In another unprecedented move aimed at the voting process, DeSantis has asked the GOP-controlled legislature to spend nearly $ 6 million in setting up a special police agency to “investigate, detect, apprehend and arrest anyone for an alleged violation” of the election laws, pr Washington Post. DeSantis’ proposed electoral integrity unit, whose 52 employees would be posted to unspecified “field offices across the state” and operate on tips from “government officials or any other person,” would be the first of its kind in any state, voting experts say.
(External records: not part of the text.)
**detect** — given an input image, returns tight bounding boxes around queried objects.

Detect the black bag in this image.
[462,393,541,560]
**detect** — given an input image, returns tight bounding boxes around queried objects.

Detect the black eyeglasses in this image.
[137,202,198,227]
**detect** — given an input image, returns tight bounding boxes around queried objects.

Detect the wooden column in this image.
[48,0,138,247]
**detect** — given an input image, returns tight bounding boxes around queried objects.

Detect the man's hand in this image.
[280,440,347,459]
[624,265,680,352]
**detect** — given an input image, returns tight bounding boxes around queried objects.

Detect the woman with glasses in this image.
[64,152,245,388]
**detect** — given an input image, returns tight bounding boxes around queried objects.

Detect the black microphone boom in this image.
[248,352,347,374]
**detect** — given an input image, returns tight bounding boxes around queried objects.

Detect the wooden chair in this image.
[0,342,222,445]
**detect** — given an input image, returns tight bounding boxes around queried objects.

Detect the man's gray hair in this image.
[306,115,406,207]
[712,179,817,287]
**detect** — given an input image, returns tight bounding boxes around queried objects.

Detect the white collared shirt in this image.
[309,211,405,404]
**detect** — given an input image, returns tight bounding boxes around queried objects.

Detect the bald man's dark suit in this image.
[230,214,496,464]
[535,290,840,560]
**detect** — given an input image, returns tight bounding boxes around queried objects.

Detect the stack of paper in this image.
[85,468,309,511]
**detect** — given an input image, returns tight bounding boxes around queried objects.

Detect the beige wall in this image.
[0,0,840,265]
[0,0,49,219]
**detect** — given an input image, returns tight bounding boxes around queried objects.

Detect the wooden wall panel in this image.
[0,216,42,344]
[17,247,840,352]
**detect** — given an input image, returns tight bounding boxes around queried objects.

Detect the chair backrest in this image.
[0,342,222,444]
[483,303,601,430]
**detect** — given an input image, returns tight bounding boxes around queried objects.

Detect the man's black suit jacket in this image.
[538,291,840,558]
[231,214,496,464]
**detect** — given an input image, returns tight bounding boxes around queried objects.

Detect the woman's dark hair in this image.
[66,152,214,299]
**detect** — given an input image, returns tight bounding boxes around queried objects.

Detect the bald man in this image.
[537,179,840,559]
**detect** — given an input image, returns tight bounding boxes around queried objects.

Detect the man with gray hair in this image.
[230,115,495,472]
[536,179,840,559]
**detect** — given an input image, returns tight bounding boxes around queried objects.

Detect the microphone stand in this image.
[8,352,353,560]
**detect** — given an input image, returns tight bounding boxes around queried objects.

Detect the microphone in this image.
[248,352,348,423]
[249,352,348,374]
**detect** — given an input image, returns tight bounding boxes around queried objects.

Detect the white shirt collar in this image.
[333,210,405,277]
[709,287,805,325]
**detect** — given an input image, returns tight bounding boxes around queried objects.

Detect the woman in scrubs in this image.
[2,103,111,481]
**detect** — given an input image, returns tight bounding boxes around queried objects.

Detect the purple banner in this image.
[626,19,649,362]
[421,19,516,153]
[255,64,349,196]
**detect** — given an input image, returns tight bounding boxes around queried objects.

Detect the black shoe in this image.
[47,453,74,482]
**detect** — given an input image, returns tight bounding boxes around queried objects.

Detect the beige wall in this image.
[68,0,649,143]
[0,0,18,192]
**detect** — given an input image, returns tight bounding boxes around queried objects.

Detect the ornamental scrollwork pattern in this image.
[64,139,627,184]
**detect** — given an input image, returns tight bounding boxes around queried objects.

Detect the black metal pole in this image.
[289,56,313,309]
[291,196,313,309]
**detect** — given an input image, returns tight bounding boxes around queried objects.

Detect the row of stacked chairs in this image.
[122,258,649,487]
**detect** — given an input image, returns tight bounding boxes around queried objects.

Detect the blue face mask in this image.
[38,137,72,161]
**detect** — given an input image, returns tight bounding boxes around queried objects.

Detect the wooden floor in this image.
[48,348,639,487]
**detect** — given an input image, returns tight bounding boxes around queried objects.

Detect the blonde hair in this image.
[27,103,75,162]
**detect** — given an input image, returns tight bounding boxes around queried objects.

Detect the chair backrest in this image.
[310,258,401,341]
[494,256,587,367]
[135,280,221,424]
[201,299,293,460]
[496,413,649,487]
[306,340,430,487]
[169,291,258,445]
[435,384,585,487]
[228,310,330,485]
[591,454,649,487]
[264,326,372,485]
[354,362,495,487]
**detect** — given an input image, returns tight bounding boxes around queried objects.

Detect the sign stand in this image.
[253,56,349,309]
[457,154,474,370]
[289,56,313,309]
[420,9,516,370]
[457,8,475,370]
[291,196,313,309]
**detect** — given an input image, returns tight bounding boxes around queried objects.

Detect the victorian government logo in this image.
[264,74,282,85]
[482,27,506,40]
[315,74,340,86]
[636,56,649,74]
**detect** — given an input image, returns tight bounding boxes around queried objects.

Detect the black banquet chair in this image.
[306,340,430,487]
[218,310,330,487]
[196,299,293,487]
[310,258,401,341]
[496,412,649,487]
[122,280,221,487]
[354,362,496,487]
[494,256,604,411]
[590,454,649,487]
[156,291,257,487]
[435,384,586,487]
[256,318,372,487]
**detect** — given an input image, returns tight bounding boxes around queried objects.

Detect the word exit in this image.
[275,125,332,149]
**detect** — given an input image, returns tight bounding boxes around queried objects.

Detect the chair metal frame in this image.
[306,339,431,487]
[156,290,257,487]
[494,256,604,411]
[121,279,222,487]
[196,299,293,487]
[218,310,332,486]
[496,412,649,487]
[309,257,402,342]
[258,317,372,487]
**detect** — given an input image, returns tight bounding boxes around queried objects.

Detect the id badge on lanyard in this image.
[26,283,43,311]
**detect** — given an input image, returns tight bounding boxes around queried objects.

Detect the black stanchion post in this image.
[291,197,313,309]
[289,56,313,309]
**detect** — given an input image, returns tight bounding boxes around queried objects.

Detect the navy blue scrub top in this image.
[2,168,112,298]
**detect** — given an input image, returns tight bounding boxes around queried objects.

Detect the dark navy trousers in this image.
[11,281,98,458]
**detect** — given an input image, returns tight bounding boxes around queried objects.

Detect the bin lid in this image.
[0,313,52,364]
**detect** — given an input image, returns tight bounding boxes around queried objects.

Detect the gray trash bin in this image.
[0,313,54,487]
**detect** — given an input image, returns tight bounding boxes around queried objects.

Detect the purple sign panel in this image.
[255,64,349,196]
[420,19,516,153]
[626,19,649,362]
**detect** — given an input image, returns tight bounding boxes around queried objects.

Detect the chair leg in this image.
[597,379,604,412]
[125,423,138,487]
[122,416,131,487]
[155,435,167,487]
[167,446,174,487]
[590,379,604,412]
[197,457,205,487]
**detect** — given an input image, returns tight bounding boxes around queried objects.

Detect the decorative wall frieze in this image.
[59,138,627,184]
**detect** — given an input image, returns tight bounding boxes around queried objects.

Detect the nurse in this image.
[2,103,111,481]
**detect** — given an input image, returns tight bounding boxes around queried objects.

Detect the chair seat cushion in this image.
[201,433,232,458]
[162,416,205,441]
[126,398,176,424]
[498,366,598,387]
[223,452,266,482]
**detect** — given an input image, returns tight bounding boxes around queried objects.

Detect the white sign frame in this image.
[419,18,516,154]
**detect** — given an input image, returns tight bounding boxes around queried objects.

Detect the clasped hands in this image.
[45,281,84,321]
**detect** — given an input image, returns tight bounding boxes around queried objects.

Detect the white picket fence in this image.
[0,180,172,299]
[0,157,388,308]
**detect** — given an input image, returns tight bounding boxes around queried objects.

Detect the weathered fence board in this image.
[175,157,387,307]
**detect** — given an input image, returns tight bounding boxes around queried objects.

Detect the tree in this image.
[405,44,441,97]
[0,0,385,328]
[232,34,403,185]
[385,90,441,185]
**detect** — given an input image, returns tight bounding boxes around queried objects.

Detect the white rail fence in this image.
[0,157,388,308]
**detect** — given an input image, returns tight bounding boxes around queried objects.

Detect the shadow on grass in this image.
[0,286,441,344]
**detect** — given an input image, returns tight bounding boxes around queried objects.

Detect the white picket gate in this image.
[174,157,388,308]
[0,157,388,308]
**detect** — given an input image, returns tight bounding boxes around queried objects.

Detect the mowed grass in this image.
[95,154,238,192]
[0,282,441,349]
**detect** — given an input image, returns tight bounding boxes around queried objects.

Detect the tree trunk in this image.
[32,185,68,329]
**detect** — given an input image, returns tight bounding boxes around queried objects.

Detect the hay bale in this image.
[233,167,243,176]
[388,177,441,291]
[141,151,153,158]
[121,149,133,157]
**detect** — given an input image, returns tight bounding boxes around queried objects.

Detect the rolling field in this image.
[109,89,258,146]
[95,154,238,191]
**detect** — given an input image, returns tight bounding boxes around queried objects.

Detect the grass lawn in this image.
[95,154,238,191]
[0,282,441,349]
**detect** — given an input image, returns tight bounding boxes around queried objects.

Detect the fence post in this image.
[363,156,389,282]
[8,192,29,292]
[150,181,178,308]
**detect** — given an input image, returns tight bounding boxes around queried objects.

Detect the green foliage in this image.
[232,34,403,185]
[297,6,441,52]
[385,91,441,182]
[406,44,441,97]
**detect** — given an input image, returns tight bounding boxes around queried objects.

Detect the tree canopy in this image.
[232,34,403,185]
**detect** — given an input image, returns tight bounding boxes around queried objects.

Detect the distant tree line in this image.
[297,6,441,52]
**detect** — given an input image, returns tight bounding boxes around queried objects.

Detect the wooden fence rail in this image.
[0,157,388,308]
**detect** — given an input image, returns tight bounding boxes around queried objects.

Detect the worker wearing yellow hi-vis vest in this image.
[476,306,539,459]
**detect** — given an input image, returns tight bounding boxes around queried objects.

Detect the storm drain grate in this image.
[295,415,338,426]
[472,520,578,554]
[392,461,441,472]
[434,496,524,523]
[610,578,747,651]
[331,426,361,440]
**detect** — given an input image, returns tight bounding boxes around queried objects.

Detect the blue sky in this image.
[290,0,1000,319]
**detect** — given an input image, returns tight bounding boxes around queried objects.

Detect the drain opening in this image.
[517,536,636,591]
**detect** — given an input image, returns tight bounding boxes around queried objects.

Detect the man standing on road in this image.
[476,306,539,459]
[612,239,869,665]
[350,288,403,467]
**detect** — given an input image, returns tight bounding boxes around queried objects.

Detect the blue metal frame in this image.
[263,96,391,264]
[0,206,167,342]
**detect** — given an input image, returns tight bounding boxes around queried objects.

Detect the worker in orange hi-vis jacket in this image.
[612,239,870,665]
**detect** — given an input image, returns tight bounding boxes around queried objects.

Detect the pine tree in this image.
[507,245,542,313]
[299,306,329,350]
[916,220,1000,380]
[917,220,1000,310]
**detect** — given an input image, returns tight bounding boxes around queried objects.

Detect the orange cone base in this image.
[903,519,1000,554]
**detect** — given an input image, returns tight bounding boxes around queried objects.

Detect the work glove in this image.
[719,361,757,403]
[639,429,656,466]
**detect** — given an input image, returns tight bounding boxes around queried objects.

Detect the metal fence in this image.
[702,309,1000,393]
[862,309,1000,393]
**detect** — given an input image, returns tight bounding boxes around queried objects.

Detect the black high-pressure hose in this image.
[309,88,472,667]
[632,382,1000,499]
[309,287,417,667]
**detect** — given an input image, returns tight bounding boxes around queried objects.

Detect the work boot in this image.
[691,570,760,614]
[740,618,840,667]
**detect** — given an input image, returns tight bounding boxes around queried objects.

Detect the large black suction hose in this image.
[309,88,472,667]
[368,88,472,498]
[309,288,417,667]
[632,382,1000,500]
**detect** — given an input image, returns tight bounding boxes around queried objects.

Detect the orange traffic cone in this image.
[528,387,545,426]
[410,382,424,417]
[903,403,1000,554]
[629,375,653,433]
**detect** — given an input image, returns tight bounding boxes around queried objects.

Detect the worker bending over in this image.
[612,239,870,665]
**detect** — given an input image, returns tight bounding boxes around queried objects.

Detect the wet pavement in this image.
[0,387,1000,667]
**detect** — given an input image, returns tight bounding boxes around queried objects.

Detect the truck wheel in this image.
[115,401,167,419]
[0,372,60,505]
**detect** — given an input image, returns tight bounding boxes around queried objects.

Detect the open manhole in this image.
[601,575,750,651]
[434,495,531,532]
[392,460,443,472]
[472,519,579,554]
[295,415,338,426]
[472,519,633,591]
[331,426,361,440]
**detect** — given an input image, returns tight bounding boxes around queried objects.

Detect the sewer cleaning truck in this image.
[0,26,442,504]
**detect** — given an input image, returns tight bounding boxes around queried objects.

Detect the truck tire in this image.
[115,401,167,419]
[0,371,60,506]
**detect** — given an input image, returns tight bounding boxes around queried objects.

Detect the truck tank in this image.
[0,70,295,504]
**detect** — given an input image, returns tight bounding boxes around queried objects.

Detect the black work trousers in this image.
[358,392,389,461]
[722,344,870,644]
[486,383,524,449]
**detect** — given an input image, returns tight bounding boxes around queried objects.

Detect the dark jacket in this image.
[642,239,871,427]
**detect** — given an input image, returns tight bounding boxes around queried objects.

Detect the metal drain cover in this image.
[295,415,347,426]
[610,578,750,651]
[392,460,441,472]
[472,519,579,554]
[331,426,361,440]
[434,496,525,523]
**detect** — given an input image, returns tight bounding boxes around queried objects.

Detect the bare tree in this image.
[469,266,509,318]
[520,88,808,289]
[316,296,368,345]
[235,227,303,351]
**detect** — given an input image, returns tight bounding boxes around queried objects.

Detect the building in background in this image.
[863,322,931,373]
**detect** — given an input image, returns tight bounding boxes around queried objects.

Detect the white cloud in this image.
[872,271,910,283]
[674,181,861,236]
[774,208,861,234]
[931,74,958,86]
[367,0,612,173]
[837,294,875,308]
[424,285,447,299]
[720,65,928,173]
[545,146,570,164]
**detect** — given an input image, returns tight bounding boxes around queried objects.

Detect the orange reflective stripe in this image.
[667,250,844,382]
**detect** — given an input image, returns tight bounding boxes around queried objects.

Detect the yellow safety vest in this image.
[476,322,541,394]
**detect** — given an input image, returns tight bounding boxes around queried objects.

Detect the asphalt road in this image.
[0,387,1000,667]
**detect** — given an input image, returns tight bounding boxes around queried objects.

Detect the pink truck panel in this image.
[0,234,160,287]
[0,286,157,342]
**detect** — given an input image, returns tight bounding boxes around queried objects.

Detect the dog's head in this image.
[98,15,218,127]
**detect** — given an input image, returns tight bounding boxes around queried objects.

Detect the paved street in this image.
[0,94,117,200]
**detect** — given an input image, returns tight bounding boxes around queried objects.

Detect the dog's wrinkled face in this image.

The reason an office of this magnitude does not already exist is “because electoral crimes and voter fraud are just not an issue of that magnitude,” says the suffrage lawyer. Jonathan Diaz told Post. “My main concern is that this will be used as a tool to harass or intimidate organizations and voters for civic engagement.” That the Electoral Commission – a proposal no legislators have signed, according to Post– ultimately would be under the governor’s authority is further cause for concern. Civil Rights Advocate Cecile Scoon compared such a “freezing” interference to the fact that a governor had their “own election SWAT team.”